Indeed, just about the only thing the Bush administration found money for was military invasions and occupations, surely the one investment that is yielding us a nearly solid negative-100 percent return. The money has gone right down the drain, into Blackwater and Halliburton bank accounts, or the destruction of villages in the mountains of Afghanistan, where cruise missiles and bombs continue to blow up whole families, often dozens of members at a time.

The Obama economic strategy unveiled during the campaign has the right pieces, but he will need to be bold to make real change. He is right that we should spend vastly more on the research, development, demonstration, and deployment of clean, sustainable energy. His R&D proposal of $15 billion a year is a great advance over today, but it's quite likely that even twice that amount will be needed. We should remember that even $30 billion is merely 0.2 percent of our annual GNP, and we should put all fiscal choices in the context of a $14 trillion economy, a $700 billion military budget, and about $1 trillion, if not more, in bank bailouts and guarantees.

Obama is absolutely correct that America will be much safer if we invest more in foreign development than in foreign wars. He has proposed to boost development aid to $50 billion by 2012, an important move in the right direction but one that would still leave the assistance budget at a mere 0.3 percent of GNP, still far too low to address the multiple crises of water, hunger, disease, population, and climate in Africa, the Middle East, and Central Asia that fuel much of the global unrest today—and far below the internationally agreed—upon target of 0.7 percent (of which the United States has been a signatory since 2002).

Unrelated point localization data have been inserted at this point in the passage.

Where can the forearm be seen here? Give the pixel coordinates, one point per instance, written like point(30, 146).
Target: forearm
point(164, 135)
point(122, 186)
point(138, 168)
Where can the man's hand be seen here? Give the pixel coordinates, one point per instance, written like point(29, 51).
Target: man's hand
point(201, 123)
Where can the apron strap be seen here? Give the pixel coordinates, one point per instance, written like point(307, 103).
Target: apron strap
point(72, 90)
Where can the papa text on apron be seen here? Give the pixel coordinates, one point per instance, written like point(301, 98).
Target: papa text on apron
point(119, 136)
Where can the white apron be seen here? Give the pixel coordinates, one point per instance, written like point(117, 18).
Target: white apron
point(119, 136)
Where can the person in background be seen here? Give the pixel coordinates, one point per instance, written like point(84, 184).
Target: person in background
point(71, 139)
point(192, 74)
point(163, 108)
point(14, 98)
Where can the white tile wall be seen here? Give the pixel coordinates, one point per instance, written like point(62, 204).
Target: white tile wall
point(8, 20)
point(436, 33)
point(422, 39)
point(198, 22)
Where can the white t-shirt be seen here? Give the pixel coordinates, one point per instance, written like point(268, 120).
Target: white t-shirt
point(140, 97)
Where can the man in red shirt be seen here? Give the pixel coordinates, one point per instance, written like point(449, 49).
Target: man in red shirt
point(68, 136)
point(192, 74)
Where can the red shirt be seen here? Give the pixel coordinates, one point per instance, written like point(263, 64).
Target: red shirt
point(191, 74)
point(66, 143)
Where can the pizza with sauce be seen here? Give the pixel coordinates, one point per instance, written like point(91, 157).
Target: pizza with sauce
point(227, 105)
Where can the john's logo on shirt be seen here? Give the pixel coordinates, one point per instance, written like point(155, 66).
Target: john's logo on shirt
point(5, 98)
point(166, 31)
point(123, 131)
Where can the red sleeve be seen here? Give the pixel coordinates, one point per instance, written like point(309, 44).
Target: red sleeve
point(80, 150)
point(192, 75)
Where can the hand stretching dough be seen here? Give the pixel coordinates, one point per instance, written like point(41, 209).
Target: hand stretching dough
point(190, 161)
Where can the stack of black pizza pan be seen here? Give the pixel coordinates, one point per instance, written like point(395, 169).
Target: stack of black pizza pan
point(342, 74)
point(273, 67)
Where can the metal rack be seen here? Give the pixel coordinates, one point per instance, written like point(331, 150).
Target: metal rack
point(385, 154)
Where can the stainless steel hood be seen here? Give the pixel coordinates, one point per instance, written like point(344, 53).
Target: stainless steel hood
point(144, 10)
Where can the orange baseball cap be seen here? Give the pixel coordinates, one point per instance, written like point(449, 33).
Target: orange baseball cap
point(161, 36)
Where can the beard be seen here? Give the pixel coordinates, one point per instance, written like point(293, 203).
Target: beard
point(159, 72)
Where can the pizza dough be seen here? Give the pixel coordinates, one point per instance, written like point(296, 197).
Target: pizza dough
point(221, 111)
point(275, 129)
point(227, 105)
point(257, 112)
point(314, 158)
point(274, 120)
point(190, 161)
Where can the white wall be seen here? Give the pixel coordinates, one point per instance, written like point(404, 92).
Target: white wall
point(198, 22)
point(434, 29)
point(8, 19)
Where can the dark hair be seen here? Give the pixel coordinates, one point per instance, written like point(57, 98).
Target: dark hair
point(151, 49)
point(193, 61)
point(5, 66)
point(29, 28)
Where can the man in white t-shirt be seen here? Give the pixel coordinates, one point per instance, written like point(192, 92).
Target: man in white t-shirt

America will sooner or later have to overcome its extreme allergy to taxation at a time when the government is hemorrhaging in deficits and when urgent public needs go unfulfilled. Obama's economic advisers have emphasized that their proposed tax package would leave federal fiscal revenues at around 18 percent of GNP, noting that this would be around the average of the Reagan years. Reaganism would live on, as it did through the Clinton years, by keeping the United States on a small-government path guaranteed to leave unsolved the problems of energy, infrastructure, poverty at home and abroad, and an aging population. Some off-budget revenues such as new income from auctioning carbon permits could raise some more funds, but the basic point should be clear: Our problems will need a robust fiscal program, with a gradual rise in tax revenues as a share of GNP during the next decade, or they won't be solved at all. We should avoid raising taxes on the middle class during a steep downturn, but we should also not lock in chronically deficient tax revenues for years to come.

Our macroeconomic problems require major public investments in new technologies, infrastructure, public education, and poverty reduction. At some point soon, Americans will have to start paying for these investments themselves, rather than borrowing heavily from abroad. We are experiencing the structural shift from an economy relying on easy money and seemingly endless international borrowing to an economy that is gradually realizing that ultimately we will have to pay our way, especially if the United States wants to be a leading power. There are pressing domestic and global investment needs, and the money has to come from somewhere. The only place it can come from is an increased tax base, which requires abandoning the Reagan-Bush mythology.

In sum, the recipes since 1981 of small government and small-bore solutions are passé and dangerous for our very survival in the United States and on this planet. While Reagan was crudely ideological, Clinton mildly reformist, and Bush simply crude in the application of these small-government doctrines, none of the recent approaches will do. It's time to stop talking about who can give away more to the public in rebates and start talking about investing in our future in a way that can save the poor, sustain the rest, and build a decent world for our children. Those are the real family values.